Open Access News

News from the open access movement


Wednesday, April 02, 2008

The power of more data

Anand Rajaraman, More data usually beats better algorithms, Datawocky, March 24, 2008. (Thanks to John Wilbanks, via Slashdot.)

I teach a class on Data Mining at Stanford. Students in my class are expected to do a project that does some non-trivial data mining. Many students opted to try their hand at the Netflix Challenge: to design a movie recommendations algorithm that does better than the one developed by Netflix. ...

Different student teams in my class adopted different approaches to the problem, using both published algorithms and novel ideas. Of these, the results from two of the teams illustrate a broader point.

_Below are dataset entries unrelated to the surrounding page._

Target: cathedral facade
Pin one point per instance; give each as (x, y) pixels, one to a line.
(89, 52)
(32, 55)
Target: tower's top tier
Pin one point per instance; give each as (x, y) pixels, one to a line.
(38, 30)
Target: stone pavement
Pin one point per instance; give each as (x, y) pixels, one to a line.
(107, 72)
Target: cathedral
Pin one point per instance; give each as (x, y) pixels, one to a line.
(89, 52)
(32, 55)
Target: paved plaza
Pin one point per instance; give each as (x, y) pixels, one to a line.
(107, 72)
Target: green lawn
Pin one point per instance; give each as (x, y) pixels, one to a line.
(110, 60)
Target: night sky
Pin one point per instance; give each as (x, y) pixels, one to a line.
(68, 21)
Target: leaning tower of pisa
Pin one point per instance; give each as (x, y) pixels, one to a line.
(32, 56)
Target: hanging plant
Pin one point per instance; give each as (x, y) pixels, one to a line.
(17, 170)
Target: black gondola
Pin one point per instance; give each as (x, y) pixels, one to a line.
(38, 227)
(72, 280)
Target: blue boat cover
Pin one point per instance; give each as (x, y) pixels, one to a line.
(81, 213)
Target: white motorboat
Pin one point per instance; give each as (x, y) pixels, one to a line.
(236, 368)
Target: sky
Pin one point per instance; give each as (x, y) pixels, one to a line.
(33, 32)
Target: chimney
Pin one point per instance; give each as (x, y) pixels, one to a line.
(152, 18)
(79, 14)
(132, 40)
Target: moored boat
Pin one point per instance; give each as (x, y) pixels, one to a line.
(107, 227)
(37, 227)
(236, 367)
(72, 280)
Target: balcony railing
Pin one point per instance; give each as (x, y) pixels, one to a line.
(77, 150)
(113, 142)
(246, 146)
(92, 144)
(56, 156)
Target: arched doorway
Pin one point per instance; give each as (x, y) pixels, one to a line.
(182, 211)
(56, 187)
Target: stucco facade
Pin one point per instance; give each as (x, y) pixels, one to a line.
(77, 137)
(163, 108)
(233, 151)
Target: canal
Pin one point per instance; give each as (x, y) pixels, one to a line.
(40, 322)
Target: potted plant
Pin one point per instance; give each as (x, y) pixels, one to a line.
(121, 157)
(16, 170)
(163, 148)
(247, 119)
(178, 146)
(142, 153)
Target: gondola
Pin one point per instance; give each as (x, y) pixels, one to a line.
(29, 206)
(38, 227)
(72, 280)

Team A came up with a very sophisticated algorithm using the Netflix data. Team B used a very simple algorithm, but they added in additional data beyond the Netflix set: information about movie genres from the Internet Movie Database (IMDB). Guess which team did better?

Team B got much better results, close to the best results on the Netflix leaderboard!! I'm really happy for them, and they're going to tune their algorithm and take a crack at the grand prize.  But the bigger point is, adding more, independent data usually beats out designing ever-better algorithms to analyze an existing data set. I'm often suprised that many people in the business, and even in academia, don't realize this. ...

The OA connection, from commenter "Plausible Accuracy" on Wilbanks' blog:
... This is a great example of how "mashups" ... can be used to sort of bootstrap the power of a dataset. In the case of the Stanford teams, the incorporation of data from an external source enabled them to improve their algorithm. In the case of Open Access science, the ability to better combine data from a variety of studies and fields will in turn lead to more discoveries.